Fig. 4. The epigenetic inheritance of DNA methylation and H3K9 methylation is visible in nuclei of F₁ plants (wild type × mutant). (A) Half of the chromocenters show strong immunosignals for DNA methylation and the other half weak signals. (B) FISH signals for BAC F28D6 (green) are strongly clustered at half of the chromocenters but more dispersed around the other half. (C) The chromocenters with strong immunosignals for DNA methylation also show strong signals of H3K9 methylation. All genotypes have a Ler background. Images in black and white show DAPI-stained 3:1 in ethanol:acetic acid (A and B) or formaldehyde-fixed (C) nuclei. Immunosignals are in green for DNA methylation (A and C) and in red for H3K9 methylation (C). Bar = 5 µm.

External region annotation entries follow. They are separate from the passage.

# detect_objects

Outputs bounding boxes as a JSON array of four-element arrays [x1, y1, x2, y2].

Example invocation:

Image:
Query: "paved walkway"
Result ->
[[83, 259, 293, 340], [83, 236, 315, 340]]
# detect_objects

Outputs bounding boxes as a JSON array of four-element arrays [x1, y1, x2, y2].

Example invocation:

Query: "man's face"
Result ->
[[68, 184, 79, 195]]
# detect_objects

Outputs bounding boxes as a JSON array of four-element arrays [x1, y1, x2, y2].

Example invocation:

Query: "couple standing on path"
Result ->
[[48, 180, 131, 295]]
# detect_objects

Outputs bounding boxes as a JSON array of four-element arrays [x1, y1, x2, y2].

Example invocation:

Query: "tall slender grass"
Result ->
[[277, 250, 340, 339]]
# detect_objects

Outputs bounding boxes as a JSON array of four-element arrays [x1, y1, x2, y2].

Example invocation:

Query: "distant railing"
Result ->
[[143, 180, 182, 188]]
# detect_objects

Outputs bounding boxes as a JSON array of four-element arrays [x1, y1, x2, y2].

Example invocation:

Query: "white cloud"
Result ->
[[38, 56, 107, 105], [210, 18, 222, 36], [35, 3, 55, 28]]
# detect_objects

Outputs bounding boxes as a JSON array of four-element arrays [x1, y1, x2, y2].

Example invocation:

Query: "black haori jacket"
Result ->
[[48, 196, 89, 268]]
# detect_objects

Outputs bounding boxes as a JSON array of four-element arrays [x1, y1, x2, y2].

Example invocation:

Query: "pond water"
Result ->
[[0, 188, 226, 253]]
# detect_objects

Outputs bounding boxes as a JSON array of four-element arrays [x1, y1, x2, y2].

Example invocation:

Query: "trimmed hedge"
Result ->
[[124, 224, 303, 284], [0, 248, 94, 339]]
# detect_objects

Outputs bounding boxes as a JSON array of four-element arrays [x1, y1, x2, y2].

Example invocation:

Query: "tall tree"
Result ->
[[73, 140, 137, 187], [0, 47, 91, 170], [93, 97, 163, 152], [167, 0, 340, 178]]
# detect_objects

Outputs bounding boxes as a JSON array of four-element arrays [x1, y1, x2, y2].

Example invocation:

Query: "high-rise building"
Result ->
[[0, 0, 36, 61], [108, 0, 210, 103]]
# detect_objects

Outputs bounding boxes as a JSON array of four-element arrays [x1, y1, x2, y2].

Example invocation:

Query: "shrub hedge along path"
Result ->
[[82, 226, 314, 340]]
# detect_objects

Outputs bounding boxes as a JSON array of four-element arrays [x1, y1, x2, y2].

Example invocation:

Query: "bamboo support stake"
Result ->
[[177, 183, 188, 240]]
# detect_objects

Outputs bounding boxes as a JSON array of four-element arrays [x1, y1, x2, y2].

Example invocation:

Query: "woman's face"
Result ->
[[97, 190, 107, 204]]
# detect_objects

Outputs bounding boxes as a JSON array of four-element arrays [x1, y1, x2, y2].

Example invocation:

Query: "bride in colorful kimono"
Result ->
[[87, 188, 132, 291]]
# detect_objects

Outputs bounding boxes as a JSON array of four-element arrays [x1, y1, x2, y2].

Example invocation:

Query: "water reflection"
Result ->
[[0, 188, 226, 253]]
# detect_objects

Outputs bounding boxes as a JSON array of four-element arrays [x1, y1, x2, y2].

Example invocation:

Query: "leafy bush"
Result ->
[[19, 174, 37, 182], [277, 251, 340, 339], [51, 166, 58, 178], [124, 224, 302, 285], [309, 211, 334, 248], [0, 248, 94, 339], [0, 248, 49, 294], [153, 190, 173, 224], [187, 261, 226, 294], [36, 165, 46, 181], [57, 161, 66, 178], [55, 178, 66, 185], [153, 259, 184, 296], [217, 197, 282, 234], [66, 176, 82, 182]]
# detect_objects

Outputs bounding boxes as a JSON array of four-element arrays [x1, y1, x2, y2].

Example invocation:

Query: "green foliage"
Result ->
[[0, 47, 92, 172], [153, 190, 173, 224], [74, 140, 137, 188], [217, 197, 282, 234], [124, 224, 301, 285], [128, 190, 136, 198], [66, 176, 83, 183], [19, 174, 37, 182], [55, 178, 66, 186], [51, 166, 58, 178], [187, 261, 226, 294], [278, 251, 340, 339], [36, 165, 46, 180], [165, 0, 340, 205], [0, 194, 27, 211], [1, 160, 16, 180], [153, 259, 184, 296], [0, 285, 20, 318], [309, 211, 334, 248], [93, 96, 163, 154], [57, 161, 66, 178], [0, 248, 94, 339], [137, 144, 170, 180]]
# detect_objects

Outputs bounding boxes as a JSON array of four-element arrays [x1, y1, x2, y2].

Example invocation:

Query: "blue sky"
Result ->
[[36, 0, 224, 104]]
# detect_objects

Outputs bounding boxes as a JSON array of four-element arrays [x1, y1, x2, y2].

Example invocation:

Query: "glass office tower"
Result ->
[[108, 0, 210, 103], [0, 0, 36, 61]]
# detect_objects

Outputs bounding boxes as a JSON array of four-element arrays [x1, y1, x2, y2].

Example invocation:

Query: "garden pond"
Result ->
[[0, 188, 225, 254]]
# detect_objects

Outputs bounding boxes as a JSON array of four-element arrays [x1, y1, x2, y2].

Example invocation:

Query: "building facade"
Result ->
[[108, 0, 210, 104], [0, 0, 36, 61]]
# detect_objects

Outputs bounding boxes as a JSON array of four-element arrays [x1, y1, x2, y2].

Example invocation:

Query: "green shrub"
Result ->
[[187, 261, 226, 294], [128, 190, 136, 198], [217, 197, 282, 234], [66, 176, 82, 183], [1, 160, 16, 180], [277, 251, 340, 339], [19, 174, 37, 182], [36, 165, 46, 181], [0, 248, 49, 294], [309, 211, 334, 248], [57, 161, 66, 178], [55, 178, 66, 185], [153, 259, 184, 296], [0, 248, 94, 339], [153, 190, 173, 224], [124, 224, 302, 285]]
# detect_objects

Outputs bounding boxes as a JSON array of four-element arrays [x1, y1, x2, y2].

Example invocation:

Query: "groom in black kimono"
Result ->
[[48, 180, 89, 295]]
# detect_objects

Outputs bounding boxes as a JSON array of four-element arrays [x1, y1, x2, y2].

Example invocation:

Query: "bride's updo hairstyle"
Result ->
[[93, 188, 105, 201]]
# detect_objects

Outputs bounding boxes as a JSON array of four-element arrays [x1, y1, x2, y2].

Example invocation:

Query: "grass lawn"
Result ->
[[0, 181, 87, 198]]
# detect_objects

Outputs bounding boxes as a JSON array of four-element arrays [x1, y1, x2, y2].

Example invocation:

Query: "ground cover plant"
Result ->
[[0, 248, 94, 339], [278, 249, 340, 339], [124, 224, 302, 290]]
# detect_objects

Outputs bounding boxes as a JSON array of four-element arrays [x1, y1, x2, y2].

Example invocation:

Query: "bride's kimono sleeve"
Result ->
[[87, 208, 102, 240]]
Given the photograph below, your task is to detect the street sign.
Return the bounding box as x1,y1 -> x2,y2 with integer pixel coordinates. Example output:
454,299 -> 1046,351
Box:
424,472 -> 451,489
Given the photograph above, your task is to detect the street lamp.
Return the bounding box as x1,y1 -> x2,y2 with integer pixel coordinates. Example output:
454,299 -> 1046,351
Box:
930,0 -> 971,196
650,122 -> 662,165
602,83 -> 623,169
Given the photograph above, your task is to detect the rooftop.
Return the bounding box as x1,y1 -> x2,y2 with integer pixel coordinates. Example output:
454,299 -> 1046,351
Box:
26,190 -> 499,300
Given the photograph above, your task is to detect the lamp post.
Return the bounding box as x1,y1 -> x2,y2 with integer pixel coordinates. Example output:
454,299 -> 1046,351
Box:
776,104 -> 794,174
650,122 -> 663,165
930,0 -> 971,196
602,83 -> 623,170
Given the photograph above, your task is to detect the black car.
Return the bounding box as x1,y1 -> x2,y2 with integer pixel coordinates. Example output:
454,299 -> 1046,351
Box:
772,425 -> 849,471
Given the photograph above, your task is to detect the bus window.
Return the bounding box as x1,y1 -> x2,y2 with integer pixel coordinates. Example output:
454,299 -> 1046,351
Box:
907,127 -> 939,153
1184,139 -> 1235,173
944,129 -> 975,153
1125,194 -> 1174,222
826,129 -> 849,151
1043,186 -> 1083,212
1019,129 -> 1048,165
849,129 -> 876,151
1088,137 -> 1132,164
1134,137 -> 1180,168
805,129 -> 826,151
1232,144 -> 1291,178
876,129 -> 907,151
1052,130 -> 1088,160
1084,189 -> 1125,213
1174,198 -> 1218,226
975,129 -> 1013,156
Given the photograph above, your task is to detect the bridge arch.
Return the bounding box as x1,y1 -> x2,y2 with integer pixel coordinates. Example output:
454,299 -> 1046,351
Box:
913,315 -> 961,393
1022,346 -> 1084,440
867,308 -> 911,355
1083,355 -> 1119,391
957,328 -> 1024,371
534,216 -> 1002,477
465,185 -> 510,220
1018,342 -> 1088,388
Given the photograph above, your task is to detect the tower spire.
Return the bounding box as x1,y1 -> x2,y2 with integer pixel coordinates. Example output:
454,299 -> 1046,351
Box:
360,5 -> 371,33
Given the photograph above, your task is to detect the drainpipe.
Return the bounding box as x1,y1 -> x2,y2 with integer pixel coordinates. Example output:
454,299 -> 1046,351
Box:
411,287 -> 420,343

Fig. 5. A model for heterochromatin assembly. (A) In wild-type Arabidopsis nuclei, strong methylation of DNA and H3K9, followed by histone deacetylation, leads after replication to re-establishment of heterochromatin by DDM1, MET1, a histone H3K9-specific methylase (KYP) and a histone deacetylase. DNA maintenance methylation mediated by MET1 and supported by DDM1 directs H3K9 methylation. H4K16 deacetylation at newly replicated nucleosomes is mediated by DDM1. (B) In the met1 mutant, maintenance DNA methylation is severely reduced, leading to decreased H3K9 methylation. Below a certain threshold, low-copy sequences disperse from heterochromatin and acquire euchromatin features. In the absence of DDM1, H4K16 de acetylation is additionally impaired.